The Taliban accused the Afghan government and South Korean negotiators of failing to act in good faith after they rejected a list demanding eight named rebel prisoners be freed.
"Since Kabul's administration did not listen to our demand and did not free our prisoners, the Taliban shot dead a male Korean hostage," a Taliban spokesman said.
"If the administration of Kabul is not ready to release our hostages, then by 1 am (local time) the rest of the hostages will be killed," he said. "That time is the last deadline."
He said the Korean hostage had been killed in a desert area in the Qarabagh district of Ghazni close to where the 23 Korean church volunteers, 18 women and five men, were abducted on the main road south from Kabul last week.
Anxious family members of the Korean hostages gathered at the offices of a non-governmental agency in Seoul to follow developments on television.
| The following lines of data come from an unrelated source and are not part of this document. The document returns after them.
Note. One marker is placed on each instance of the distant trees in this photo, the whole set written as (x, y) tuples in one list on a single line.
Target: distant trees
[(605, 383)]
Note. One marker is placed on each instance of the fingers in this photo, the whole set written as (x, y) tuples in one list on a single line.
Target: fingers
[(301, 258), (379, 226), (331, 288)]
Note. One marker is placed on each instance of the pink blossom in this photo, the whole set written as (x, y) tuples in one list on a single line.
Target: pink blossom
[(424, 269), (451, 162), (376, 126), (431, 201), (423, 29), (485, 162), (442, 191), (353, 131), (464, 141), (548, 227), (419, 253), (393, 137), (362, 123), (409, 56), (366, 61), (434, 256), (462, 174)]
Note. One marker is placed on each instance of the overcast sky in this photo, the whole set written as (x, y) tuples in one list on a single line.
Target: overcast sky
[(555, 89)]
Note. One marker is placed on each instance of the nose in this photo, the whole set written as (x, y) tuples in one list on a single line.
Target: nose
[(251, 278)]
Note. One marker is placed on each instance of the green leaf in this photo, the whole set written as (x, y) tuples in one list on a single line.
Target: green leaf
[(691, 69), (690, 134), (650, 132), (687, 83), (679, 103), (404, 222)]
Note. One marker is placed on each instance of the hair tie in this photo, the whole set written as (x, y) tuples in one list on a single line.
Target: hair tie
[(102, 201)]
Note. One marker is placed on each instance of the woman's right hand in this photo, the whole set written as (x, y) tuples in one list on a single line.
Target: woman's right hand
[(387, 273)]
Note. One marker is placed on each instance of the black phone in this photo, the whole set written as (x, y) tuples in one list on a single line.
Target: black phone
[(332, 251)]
Sounds of crying emerged when news came out that one of the hostages had been killed.
Around 1,000 people gathered in suburban Seoul around Saemmul church, which sent the volunteers to Afghanistan, to pray for their safe return, broadcaster YTN reported.
James Bays, Al Jazeera's correspondent in Afghanistan, said that he was told by the spokesman that "a male hostage had been killed and his body was left next to the main Kabul-Kandahar highway."